L’IMPORTANZA DEGLI OCCHI

Di risposta abbiamo implementato l’uso della mimica superiore del viso dove grandi protagonisti sono gli occhi e sono migliorate le nostre capacità nella decifrazione degli stessi. Questi ultimi più di ogni altra parte del corpo sono al centro di numerose opere d’arte, in qualsiasi accezione della stessa; possiamo ricordare l’espressività dello sguardo di Lucifero in “The Fallen Angel” di Alexandre Cabanel. Emblematico è anche il lavoro di Steve McCurry con i suoi scatti in Afghanistan. Il verde intenso e brillante che ancor più risalta l’espressione di stupore di un’occhiata giovane, ma al tempo stesso consumata da guerra e povertà, la quale ha fatto il giro del globo su migliaia di copertine di National Geographic; quanto può essere eloquente uno sguardo!

Altra caratteristica degli occhi, oltre alla bellezza e alla espressività, è anche la loro unicità: possono essere usati come canale identificativo, perché, proprio come le impronte digitali, sono singolari al mondo. Il successo cinematografico “I Origins” di Mike Cahill con Michael Pitt si basa proprio su questo aspetto, ennesima testimonianza della quantità e varietà di informazioni che vengono veicolate dagli occhi. 

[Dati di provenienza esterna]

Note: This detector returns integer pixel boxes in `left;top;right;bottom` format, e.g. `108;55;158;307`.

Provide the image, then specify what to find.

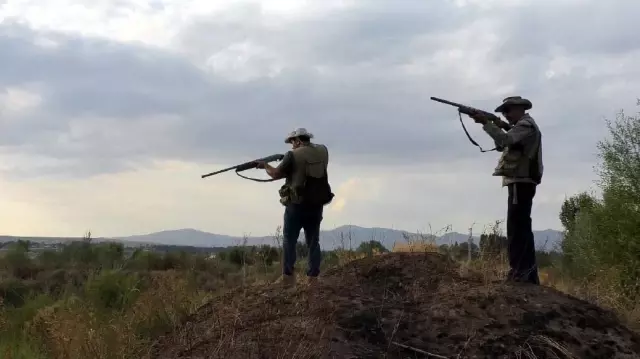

Parlando in termini informatici potremmo affermare che essi siano portatori di input e di output tramite diverse modalità. 

Con molta probabilità non ci siamo neanche accorti di quanto possa essere elastico il nostro sistema comunicativo.

Tornando al focus sul discorso pandemico vi è un appello da richiamare a favore di chi non può che sentire solo con gli occhi. L’utilizzo dei dispositivi di protezione ha aumentato la discriminazione nei confronti delle persone sorde e ce lo spiega quotidianamente l’attivista Chiara Bucello sul suo profilo Instagram. Se incontriamo una persona sorda non serve a nulla ripetere urlando, che equivarrebbe ad applicare la stessa tecnica usata per chi non parla l’italiano (e anche in questo caso la metodologia non è delle migliori); ci si deve abbassare leggermente la mascherina e poi ripetere ciò che si stava dicendo. Spesso viene utilizzato un adesivo raffigurante un orecchio e una barra applicato sulla mascherina stessa per poter identificare con chi si debba comunicare tramite questa modalità.

Un noto consiglio consiste in “prima di parlare pensaci due volte”, ma tu adesso presterai più attenzione anche ai comportamenti di chi hai di fronte e, prima ancora, ai tuoi?